SOURCE - Jean Madiran - Présent - 10 août 2012
Parmi toutes les « crises » qui prolifèrent dans notre dislocation générale des institutions, des idées et des mœurs, la crise de la messe dans l’Eglise n’est pas terminée, contrairement à ce que beaucoup supposent.
C’est donc fort opportunément, en ce moment d’incertitude prolongée, que l’abbé Paul Aulagnier vient d’en dresser un « état des lieux ». Il est l’une des autorités historiques, intellectuelles et militantes les plus qualifiées sur la question, il en a une longue expérience. Une fois de plus il nous donne un vigoureux ouvrage qui devrait être lu dans toutes les paroisses de France (et même dans quelques monastères) : La réforme liturgique de Benoît XVI (un volume de centre vingt-quatre pages aux Editions Godefroy de Bouillon).
Qu’il demeure une lourde incertitude sur le proche avenir de la liturgie catholique, rien ne le manifeste aussi clairement que l’attitude du Souverain Pontife. On connaît son ardente vénération, d’ailleurs publiquement exprimée et fortement argumentée pour la messe traditionnelle. Depuis qu’il est pape, il ne l’a plus célébrée en public. Pas une seule fois. Pas même pour la fête liturgique de saint Pie V qui vient chaque année la réclamer.
Pourquoi donc une telle abstention ?
L’explication la plus vraisemblable réside dans l’opposition d’une grande partie de l’épiscopat, ou plus exactement, des artificielles oligarchies épiscopales qui ont étendu leur prolifération cancéreuse sous le nom de « conseil permanent » entouré de quelques « commissions ». Ces oligarchies sont issues de conférences épiscopales médusées et manipulées. Avec ou sans un ultimatum explicite de leur part, Benoît XVI a prudentiellement jugé inévitable d’y aller en douceur et de temporiser devant l’ébullition artificielle d’un clergé et de sa hiérarchie prompts à créer des situations de plus en plus ingouvernables.
L’opportun ouvrage de l’abbé Aulagnier remet en une juste perspective l’effort de Benoît XVI, permanent et mesuré, pour corriger, d’abord dans les esprits et dans la légalité canonique, la terrible rupture liturgique qui avait montré sa portée maléfique en proclamant l’abolition de la messe traditionnelle. Dans la coexistence, actuellement (et provisoirement ?) souhaitée par le Pape entre le « rite ordinaire » et le « rite extraordinaire », on se heurte pourtant à une réalité historique très singulière, et toujours présente.
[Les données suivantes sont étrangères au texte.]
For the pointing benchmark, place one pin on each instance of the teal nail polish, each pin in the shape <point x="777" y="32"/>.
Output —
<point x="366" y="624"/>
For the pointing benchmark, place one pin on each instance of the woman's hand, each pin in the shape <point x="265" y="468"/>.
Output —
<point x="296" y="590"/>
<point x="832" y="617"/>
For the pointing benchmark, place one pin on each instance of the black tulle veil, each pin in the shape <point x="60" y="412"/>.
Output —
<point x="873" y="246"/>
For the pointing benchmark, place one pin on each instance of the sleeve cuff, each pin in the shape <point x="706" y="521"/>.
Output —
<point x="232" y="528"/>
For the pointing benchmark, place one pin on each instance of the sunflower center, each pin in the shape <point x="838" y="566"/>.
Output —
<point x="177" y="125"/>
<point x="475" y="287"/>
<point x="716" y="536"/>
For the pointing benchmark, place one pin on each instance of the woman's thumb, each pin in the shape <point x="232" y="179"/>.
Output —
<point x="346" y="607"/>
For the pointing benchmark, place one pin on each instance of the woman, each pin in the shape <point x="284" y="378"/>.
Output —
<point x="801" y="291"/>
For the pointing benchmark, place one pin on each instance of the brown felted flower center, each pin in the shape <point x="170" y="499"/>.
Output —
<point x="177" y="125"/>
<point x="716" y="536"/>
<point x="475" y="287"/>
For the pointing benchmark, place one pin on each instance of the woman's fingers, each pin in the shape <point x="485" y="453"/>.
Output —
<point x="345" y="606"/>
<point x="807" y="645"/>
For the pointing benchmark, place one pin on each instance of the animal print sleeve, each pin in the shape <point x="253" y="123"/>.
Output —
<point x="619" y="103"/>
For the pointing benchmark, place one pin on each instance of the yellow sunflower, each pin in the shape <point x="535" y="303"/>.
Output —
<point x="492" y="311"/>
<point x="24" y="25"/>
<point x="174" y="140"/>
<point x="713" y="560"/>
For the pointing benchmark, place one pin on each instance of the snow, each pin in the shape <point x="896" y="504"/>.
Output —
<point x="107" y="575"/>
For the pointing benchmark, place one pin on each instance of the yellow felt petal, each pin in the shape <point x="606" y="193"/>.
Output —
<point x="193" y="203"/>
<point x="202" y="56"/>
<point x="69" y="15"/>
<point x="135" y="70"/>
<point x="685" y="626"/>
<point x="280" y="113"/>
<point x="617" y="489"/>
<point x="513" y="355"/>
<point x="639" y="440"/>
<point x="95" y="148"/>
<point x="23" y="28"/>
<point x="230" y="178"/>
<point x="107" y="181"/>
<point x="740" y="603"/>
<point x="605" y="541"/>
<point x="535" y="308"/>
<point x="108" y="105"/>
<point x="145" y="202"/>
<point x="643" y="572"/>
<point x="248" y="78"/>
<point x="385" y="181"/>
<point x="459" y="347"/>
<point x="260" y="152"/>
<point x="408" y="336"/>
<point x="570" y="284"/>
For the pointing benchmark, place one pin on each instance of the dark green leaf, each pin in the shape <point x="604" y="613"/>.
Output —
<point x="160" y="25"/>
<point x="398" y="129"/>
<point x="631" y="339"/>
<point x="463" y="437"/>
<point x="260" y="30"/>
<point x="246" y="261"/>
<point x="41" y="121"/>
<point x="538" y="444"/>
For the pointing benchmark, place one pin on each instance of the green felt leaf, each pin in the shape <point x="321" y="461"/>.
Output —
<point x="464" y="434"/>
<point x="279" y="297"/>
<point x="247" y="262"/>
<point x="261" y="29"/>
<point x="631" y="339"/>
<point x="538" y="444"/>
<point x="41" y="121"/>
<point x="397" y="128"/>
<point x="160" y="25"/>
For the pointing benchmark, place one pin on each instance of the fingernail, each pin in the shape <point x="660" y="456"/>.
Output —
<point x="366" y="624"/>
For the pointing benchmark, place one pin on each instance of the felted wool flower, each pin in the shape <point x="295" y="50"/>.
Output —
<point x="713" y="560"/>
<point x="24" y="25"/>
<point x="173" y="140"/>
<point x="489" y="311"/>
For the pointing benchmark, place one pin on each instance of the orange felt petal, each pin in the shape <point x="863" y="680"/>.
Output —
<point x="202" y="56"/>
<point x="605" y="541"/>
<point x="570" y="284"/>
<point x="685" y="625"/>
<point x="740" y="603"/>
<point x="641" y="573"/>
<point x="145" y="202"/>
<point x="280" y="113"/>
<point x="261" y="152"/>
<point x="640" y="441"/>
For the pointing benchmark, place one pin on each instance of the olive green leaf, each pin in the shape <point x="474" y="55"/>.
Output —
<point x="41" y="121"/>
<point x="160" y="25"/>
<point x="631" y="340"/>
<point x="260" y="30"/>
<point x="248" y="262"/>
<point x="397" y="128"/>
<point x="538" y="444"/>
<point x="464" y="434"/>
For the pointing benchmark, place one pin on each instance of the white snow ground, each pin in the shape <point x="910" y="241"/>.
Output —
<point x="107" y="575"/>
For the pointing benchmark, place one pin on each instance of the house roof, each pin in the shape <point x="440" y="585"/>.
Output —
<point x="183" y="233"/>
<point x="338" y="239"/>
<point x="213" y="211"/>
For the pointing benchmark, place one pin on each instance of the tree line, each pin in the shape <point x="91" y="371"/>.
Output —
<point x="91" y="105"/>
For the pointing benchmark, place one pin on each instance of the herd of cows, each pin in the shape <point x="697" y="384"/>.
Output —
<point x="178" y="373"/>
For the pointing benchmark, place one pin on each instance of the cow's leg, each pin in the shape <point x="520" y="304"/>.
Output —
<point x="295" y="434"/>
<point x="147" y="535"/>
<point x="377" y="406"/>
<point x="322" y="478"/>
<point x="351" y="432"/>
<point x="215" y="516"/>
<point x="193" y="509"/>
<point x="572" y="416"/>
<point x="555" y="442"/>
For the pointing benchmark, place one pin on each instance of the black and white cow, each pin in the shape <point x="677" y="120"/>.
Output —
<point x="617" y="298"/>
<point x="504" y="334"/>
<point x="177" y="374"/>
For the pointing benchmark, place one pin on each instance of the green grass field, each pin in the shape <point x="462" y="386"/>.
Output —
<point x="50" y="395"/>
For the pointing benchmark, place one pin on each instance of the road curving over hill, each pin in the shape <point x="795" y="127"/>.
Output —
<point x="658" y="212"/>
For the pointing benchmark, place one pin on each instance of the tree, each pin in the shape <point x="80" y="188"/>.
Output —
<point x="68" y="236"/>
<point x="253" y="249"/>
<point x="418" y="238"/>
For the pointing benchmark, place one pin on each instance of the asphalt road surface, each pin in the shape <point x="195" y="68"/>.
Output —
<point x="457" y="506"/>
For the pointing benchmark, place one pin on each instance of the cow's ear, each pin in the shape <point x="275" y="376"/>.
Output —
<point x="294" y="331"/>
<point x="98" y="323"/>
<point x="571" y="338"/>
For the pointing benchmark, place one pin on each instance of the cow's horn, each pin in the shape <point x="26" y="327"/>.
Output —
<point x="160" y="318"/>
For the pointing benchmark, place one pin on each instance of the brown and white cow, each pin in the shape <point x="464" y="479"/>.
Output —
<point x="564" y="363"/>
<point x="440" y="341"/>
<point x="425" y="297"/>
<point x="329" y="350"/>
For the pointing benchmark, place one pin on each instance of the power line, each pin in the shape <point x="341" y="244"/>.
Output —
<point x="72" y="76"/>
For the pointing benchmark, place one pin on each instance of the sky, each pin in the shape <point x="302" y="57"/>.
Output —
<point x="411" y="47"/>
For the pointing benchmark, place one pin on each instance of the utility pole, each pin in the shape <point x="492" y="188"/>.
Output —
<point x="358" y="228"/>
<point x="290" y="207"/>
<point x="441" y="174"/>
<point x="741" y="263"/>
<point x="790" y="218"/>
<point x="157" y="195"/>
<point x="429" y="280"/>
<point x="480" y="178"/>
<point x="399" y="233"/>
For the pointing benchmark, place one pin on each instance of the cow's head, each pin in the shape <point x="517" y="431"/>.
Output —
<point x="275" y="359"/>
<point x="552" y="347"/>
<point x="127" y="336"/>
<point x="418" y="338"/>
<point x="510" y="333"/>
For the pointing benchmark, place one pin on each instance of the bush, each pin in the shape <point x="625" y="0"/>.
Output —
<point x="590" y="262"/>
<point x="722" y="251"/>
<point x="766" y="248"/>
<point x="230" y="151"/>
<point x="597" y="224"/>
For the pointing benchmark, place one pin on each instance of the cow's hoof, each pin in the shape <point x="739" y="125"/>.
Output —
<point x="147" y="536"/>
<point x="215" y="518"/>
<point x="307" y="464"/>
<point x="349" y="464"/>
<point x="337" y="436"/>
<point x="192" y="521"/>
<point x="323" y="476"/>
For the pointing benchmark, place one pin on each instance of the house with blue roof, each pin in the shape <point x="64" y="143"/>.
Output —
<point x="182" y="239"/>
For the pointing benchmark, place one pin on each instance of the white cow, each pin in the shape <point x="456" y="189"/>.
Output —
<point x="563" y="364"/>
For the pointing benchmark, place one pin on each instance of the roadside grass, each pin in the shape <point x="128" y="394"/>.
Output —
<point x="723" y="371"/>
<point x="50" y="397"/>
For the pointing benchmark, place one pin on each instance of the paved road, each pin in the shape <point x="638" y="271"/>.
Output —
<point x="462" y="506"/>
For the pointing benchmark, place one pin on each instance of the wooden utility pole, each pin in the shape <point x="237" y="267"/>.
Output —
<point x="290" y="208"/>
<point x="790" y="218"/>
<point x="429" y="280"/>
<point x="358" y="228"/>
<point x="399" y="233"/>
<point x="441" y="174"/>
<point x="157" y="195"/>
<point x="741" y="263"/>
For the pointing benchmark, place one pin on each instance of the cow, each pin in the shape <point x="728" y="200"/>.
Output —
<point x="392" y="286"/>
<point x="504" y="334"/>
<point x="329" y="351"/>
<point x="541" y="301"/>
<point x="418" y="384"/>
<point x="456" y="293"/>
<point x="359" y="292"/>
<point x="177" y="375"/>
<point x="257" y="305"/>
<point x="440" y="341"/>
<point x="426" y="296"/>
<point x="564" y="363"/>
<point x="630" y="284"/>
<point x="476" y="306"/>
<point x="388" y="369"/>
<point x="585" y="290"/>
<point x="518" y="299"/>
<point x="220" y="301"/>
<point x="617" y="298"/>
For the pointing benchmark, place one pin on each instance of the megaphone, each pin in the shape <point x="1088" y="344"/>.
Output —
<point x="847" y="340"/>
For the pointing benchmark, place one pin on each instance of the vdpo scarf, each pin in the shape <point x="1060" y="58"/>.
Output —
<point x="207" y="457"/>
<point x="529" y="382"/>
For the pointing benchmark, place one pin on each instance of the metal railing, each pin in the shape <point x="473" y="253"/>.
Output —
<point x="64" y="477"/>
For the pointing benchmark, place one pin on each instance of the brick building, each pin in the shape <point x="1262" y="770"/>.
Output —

A peine Paul VI avait-il décrété ce que l’on appelle aujourd’hui le « rite ordinaire », celui-ci concluait aussitôt une alliance étroite et apparemment irrévocable avec des innovations qui n’étaient pas dans le décret de Paul VI : le retournement des autels, la communion dans la main, la suppression des agenouillements. L’alliance du nouveau rite avec ces anomalies est tellement intime qu’elle résiste à l’exemple et aux enseignements par lesquels Benoît XVI cherche depuis des années à en débarrasser la liturgie catholique. Tous les fidèles, même du dernier rang, peuvent s’en apercevoir. Et ils peuvent dire pourquoi ce rite-là, tel qu’il est réellement célébré dans la plupart des paroisses, ne saurait nous inspirer « le même respect » que le rite traditionnel. Loin de là ! Il n’y faut pas compter.
La question de l’offertoire est moins accessible pour l’ensemble du public. Mgr Schneider l’a réactualisée le 15 janvier dernier, en proposant au Saint-Siège que les pâlichonnes déficiences des prières de l’offertoire dans le rite nouveau soient purement et simplement remplacées par les prières correspondantes du rite traditionnel. Cela, et tout ce qui va avec, « se prépare dans les séminaires », comme dit l’abbé Aulagnier. Et aussi, ne l’oublions pas, à plus longue (et plus parfaite) échéance, dans un retour du petit catéchisme pour enfants baptisés.
JEAN MADIRAN
Article extrait du n° 7662 de Présent du Vendredi 10 août 2012
Parmi toutes les « crises » qui prolifèrent dans notre dislocation générale des institutions, des idées et des mœurs, la crise de la messe dans l’Eglise n’est pas terminée, contrairement à ce que beaucoup supposent.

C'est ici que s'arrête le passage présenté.